The DM commonly asks you to use Constitution when you make a saving throw to resist disease, poison, or fatigue; withstand a medusa's petrifying gaze; endure the debilitating effects of a deep wound; or ignore excruciating pain.
Your Constitution modifier contributes to your hit points. See the description of your character class for more information.
Intelligence describes your mental acuity, your education, and your ability to reason, recall information, and employ logic to overcome challenges and complications. You typically use Intelligence to remember an important fact, find clues to a puzzle, or cast an arcane spell. Arcane magic, such as that used by wizards, often requires a keen mind for mastery and thus Intelligence is most important to such characters.
The DM commonly asks you to use Intelligence when you make a check to recall a piece of lore, determine the properties of an object or trap, or decipher an ancient map.
The DM commonly asks you to use Intelligence when you make a saving throw to resist spells that attempt to overcome your intellect.
Certain classes, such as wizards, use Intelligence as their magic ability. If Intelligence is your magic ability, you add your Intelligence modifier to the attack rolls of your spells, and the modifier helps determine the saving throw DCs of your spells.
Wisdom reflects how attuned you are to your surroundings, representing general perceptiveness, intuition, insight, and other, less tangible senses. Wisdom is also important for understanding divine edicts and expectations.
Although Wisdom is important to all characters who want to be alert, Wisdom is especially important to clerics and druids, since the ability is crucial for channeling divine power from the gods and the environment.
The DM commonly asks you to use Wisdom when you make a check to determine whether someone is lying, spot a hidden creature, discern a creature's mood, listen for noises, or sense a spirit's presence.
The DM commonly asks you to use Wisdom when you make a saving throw to resist being charmed or frightened, to see through an illusion cast upon you, or withstand an attempt to influence you.
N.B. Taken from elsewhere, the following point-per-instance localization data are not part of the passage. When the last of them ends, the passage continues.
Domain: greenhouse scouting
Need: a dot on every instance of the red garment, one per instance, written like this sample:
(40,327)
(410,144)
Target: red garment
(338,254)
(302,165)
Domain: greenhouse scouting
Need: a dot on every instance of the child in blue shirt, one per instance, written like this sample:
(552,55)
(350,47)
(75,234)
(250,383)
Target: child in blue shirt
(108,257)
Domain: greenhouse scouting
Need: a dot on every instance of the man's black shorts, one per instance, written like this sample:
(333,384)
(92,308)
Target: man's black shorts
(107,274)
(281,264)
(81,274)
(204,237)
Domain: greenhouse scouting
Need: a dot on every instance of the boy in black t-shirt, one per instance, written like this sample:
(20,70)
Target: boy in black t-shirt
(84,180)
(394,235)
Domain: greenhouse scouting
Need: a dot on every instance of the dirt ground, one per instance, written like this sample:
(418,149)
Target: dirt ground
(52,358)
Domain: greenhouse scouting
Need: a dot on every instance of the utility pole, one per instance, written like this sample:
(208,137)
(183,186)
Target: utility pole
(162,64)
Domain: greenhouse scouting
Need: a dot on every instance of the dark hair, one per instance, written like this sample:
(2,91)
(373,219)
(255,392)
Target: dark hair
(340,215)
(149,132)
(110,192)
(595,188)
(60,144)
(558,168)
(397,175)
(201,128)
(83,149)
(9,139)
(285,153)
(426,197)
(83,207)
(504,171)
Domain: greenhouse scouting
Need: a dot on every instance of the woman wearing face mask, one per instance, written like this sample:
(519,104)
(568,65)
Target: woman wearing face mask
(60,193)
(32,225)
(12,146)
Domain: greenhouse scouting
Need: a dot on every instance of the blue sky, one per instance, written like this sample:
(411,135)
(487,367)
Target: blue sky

Certain classes, such as clerics, use Wisdom as their magic ability. If Wisdom is your magic ability, you add your Wisdom modifier to the attack rolls of your spells, and the modifier helps determine the saving throw DCs of your spells.
Charisma measures your ability to influence others and the strength of your personality. A high Charisma suggests a strong sense of purpose, whereas a low Charisma indicates a less self-assured personality. Charisma also determines how well you lead those who follow you.
All characters benefit from a high Charisma, especially those who deal with nonplayer characters, such as hirelings, henchmen, and intelligent monsters. Charisma is also important to spellcasters who manipulate magical power through sheer force of will.
The DM commonly asks you to use Charisma when you make a check to negotiate a truce, calm a wild animal, deliver an inspiring speech, or deceive someone.
The DM commonly asks you to use Charisma when you make a saving throw to resist certain magical compulsions, especially those that would overcome your sense of yourself.
Certain classes use Charisma as their magic ability. If Charisma is your magic ability, you add your Charisma modifier to the attack rolls of your spells, and the modifier helps determine the saving throw DCs of your spells.